The brothers' gliders "were kites to [residents], and kites were play toys," he says. "And the locals were too concerned with living day to day to tell the world about the Wrights and their experiments."
As he was growing up, talk of the Wrights' experiments "just never came up in [household] conversation," says Daniel (Grady) Tate.
No one made a big deal about Mr. Tate's father, Tom, getting to fly on the Wrights' 1900 glider when Tom was 12 years old. Nor did the family fuss about his uncle Bill Tate, who wrote one of the letters that convinced the Wrights that the area's tall dunes were the place for their historic experiments and who housed them for the early part of 1900.
And few details were mentioned about Grady Tate's grandfather, Dan Tate, whom the Wrights employed to watch the dune camp that housed parts of their gliders until they returned each year.
But Mrs.

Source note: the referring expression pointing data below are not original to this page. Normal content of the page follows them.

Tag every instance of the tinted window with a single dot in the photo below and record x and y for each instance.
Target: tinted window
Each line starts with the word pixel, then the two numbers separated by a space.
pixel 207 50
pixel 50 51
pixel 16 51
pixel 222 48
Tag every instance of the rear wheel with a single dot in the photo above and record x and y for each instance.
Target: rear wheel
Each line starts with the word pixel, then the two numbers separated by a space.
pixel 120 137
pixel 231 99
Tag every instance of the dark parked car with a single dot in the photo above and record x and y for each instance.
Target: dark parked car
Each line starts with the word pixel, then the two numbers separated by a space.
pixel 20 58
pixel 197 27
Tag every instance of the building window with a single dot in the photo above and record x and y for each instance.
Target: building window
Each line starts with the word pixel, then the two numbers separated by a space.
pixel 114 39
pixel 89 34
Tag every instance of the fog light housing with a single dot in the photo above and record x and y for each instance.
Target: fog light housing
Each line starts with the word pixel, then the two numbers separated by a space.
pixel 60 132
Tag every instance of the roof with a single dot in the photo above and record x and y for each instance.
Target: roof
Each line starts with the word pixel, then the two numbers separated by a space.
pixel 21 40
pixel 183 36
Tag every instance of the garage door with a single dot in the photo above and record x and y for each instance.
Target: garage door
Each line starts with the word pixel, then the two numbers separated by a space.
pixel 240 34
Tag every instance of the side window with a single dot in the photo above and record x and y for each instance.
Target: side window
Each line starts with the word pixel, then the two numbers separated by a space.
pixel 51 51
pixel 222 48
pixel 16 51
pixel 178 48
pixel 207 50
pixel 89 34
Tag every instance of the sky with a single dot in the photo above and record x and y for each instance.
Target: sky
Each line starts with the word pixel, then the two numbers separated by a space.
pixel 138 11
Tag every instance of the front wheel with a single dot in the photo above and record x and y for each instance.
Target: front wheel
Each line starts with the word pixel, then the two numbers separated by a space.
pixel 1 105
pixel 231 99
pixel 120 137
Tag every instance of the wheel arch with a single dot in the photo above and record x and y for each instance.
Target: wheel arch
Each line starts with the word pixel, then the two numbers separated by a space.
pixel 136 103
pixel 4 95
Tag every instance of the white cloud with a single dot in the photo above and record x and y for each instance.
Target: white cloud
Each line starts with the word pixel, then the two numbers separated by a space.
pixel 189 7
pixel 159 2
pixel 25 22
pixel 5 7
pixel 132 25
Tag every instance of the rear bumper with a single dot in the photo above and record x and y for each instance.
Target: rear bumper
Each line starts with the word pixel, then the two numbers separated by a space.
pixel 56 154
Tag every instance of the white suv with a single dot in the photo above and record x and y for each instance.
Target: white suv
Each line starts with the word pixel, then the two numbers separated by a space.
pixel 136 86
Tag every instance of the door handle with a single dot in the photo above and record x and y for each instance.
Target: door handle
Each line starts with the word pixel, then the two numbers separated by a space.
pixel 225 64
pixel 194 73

Daniels remembers her father-in-law describing how he watched the Wrights "mimicking the birds to see if they could understand how birds flew," she says. "They would run along the sand dunes and wave their arms up and down and move as the birds changed their flight direction."
John T. Daniels "thought the Wright brothers were fine gentlemen, educated men," she adds. "But he didn't consider he'd made any great contribution [to their efforts]."
At first, the local Western Union telegraph operator, Alpheus Drinkwater, thought the Wrights were "little more than bicycle mechanics from Dayton," said his daughter, Marguerite Booth.
Mrs. Booth, who still lives a short drive west of Kitty Hawk in Manteo, said her father thought their "contraptions looked like cheesecloth-covered machines."
Mr. Drinkwater may have been skeptical at first, but his attitude changed when the news of the first flight came to his door. Drinkwater sent a telegraph message from the brothers to alert their family and the outside world that their flight had been successful.
It was the birth of modern aviation - in a then-remote section of coastal North Carolina.
Approximately 10 descendants of Kitty Hawk residents who aided the Wrights in their quest will reenact the first successful powered flight for the First Flight Centennial Celebration on Dec. 17 at the Wright Brothers National Memorial in Kitty Hawk. Most of the reenactors are descendants of surfmen.
Proving to be as helpful in the Wright centennial as his grandfather was to the famed aviators, Mr. Ward tracked down the descendants and organized the reenactment. He also researched details such as the navy-blue wool uniforms the surfmen wore and had replicas of the garments tailored for the participants.